Teens between the ages of 15 to 18 spend just under eight hours on social media a day, according to washingtonpost.com.


or one week, I made the choice to delete all social media off my phone. This included Snapchat, Instagram and Twitter. While I felt bad leaving my followers alone for a week, I wanted to see if it would have effects on me.

I took note of how often I used my phone. My average phone use per day was about fours hours and three minutes with weekly use of 28 hours 23 minutes. That adds up to more than a day, every week. I was curious to see how much the student’s here used their phones. 12 percent spend under two hours, 67 percent of students spend around three to six hours and 19 percent spend seven or more hours.

The very first day I wanted to engage with the people around me more. I would sit down at a table of friends or turn around in a class and they would all be preoccupied with their phones. I would feel like I was interrupting them, but without my own distraction, I felt like I had more to say. I did not tweet when there was something quirky I thought of or Snapchat my friends when something funny happened, I would just talk to the people around me. I even spent time getting to know people I had had classes with before but never have gotten to know well.

More meaningful social interaction is a benefit from social media fasts according to odyssey.com. In the age of media, we tend to have a longing to make as many connections as we can but we forget to nurture and develop the friendships we already have. Ironically, for the age of communications, personal conversations are becoming harder and harder for us to keep.
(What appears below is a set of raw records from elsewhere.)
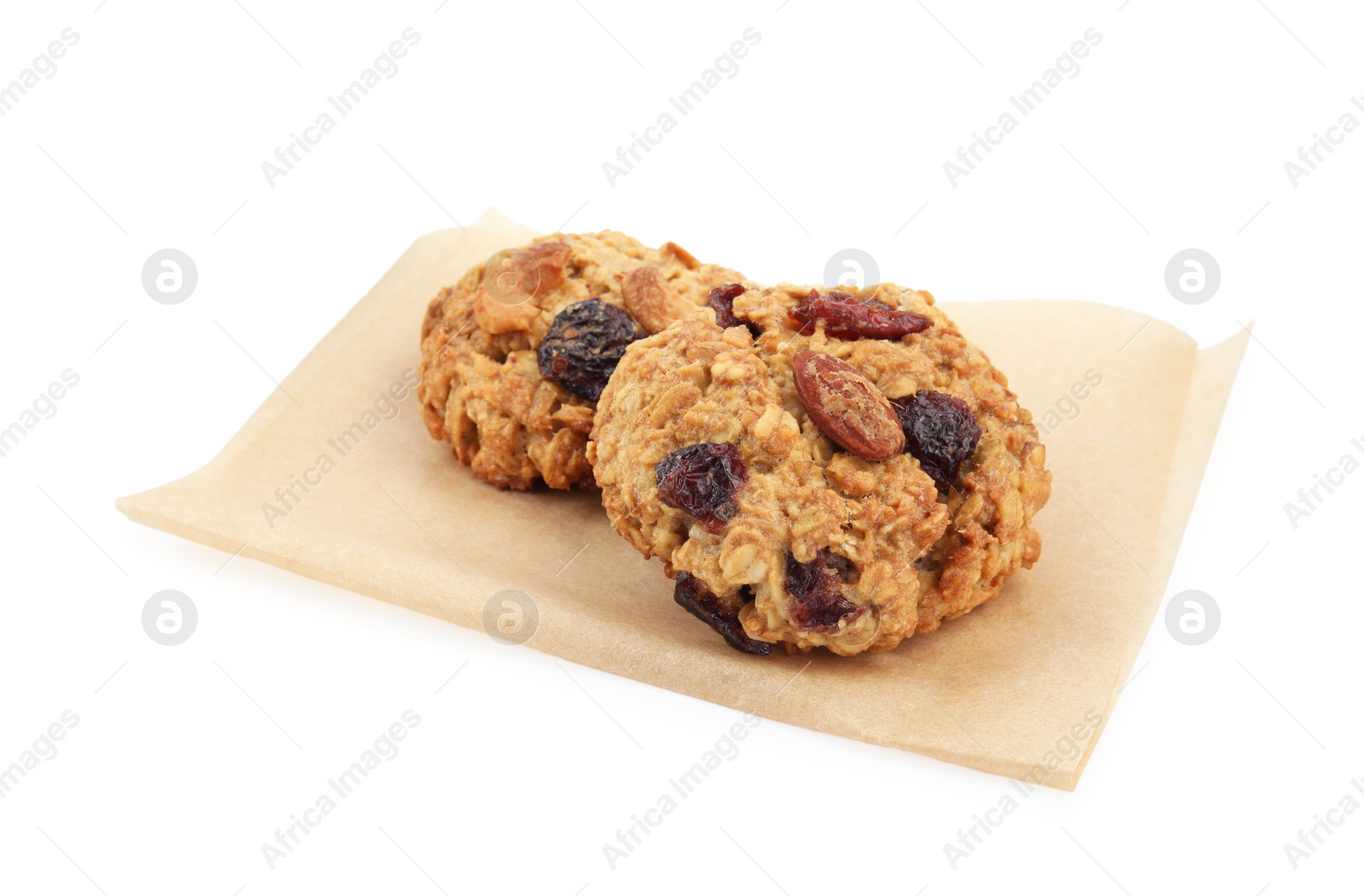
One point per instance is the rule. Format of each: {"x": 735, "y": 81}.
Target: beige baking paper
{"x": 1020, "y": 686}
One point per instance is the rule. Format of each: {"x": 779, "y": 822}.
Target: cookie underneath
{"x": 482, "y": 384}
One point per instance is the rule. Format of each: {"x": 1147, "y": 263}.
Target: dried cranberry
{"x": 940, "y": 431}
{"x": 722, "y": 299}
{"x": 702, "y": 603}
{"x": 702, "y": 480}
{"x": 846, "y": 318}
{"x": 816, "y": 602}
{"x": 584, "y": 344}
We have forgotten how to function outside of the small world we create with our phones.

The second day of the challenge there was a huge snowstorm, almost trapping us inside, or at least making the outside world seem a little less appealing. On a normal day like this I would be checking social media every few minutes, probably bored out of my mind, however, I could not do that this time. I had woken up about 6:30 a.m., which is early for me on a weekend, but I felt incredibly rested. According to odyssey.com, phones give off blue light and make it difficult for one to fall asleep. I had not checked my phone before getting into bed and the results paid off in just one night.

I even left my phone upstairs in my room when I went downstairs because I did not feel as attached to it or feel the need to have it beside me. According to health.com, the excited feeling you get every time you get a notification or a like on a post is the same compulsive feeling people get playing slot machines; the feeling is termed an irresistible feeling of unpredictability. The cellphone is the new handheld addiction.
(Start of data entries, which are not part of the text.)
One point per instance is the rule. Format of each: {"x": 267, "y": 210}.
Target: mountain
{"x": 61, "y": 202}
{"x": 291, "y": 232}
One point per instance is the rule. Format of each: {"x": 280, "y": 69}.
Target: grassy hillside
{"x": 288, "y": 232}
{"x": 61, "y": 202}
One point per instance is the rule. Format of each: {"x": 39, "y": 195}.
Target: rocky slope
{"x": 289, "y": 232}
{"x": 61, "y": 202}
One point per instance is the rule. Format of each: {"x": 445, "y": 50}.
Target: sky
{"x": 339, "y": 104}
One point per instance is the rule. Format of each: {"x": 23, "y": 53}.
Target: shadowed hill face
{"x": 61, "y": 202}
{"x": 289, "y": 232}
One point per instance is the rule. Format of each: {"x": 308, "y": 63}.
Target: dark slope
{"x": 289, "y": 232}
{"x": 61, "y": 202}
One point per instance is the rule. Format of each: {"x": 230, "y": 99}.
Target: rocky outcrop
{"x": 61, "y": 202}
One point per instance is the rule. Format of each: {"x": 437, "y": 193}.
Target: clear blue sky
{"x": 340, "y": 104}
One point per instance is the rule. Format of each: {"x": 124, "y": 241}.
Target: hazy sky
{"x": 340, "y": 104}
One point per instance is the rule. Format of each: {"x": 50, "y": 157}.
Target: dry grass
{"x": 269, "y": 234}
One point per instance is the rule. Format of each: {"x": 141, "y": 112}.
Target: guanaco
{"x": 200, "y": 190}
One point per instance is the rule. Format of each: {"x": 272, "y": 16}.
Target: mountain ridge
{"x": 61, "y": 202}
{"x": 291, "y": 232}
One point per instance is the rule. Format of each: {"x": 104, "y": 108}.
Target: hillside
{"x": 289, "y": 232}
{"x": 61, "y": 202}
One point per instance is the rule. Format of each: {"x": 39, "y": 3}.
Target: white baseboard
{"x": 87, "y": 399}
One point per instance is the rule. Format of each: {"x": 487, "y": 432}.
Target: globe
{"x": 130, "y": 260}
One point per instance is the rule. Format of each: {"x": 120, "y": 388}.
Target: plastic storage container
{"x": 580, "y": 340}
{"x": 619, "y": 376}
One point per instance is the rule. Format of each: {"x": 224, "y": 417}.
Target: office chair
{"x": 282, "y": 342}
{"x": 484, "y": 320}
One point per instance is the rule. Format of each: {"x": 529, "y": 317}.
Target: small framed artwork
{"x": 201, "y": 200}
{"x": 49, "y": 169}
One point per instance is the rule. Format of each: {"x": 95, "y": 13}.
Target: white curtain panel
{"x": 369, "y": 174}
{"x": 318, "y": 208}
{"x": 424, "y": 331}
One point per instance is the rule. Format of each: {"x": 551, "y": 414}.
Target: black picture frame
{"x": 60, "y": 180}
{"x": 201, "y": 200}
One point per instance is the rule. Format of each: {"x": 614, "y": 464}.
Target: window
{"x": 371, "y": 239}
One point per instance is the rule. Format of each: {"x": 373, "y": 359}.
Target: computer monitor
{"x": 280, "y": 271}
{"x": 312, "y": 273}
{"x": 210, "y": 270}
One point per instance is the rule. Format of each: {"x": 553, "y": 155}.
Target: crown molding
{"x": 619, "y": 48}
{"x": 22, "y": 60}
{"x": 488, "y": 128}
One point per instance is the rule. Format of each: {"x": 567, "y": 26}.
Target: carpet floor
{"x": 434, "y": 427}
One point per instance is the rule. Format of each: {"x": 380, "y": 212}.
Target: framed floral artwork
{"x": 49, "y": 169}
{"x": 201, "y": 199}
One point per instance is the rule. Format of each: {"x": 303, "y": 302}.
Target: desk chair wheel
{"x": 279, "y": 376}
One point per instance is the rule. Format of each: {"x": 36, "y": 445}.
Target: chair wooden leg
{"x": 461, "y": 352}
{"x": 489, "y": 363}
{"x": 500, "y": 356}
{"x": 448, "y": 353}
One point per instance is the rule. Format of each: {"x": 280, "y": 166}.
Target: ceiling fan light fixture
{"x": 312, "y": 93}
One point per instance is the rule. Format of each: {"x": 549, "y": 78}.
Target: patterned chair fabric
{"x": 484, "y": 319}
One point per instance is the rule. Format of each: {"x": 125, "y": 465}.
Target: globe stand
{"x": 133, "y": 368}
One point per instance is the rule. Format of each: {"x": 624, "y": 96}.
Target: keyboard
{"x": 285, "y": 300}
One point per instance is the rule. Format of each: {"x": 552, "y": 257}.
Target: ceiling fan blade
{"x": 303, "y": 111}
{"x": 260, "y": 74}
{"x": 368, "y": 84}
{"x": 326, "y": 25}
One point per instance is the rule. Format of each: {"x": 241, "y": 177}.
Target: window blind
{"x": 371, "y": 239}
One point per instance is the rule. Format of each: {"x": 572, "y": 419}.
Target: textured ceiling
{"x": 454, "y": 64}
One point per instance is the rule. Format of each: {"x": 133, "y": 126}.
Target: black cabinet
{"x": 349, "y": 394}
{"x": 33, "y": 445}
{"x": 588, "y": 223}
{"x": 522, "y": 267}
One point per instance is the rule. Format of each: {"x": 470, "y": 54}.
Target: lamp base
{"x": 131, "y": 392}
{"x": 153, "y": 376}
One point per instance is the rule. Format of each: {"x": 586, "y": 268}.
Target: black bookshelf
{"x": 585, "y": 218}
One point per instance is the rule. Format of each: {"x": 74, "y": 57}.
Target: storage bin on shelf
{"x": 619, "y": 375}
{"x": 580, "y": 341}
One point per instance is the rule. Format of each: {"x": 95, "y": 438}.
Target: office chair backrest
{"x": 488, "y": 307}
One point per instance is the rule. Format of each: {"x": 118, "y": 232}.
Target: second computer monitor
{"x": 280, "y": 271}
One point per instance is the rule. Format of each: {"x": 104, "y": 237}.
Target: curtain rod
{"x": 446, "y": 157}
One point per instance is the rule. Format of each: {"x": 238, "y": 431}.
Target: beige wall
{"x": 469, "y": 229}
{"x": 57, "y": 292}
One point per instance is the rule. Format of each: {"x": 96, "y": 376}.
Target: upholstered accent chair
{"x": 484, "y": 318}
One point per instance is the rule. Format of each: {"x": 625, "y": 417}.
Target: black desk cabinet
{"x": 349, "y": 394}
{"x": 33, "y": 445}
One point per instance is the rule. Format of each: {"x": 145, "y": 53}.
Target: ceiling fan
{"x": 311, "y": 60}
One of the insights I have gained is that I do not long for the validation having social media gives me. Instead of constantly being concerned about what is happening or if I am missing out on something, I have been able to reflect on more important things. I am no longer associating people with their social media, their followers or posts, but instead the interactions I have had with them in person.

One day during my fast, I had about an hour I had to wait before a doctor’s appointment. I made the decision to not sit in my car and fill my head with unproductiveness but I went to a cafe, ordered myself a drink and read my book. Often times I have found myself hiding behind my phone, I use it as a shield for awkward moments. Not having that security blanket has made me feel more confident and less reliant on others to lead situations.

Social media creates pressure to look perfect and to present the idyllic life, according to childmind.org. With the images magazines, advertisements and entertainment standardize and now even with friends and classmates seeming to excel at happiness, no wonder it is so damaging to the psyche.

Social media is addictive and abusive. Taking breaks from the never-ending stream of the internet benefits you by allowing you to connect more to others and to build a better relationship with yourself. If you do not think you could last a week, I challenge you to go a day and see what amazing things you can do without being tied down.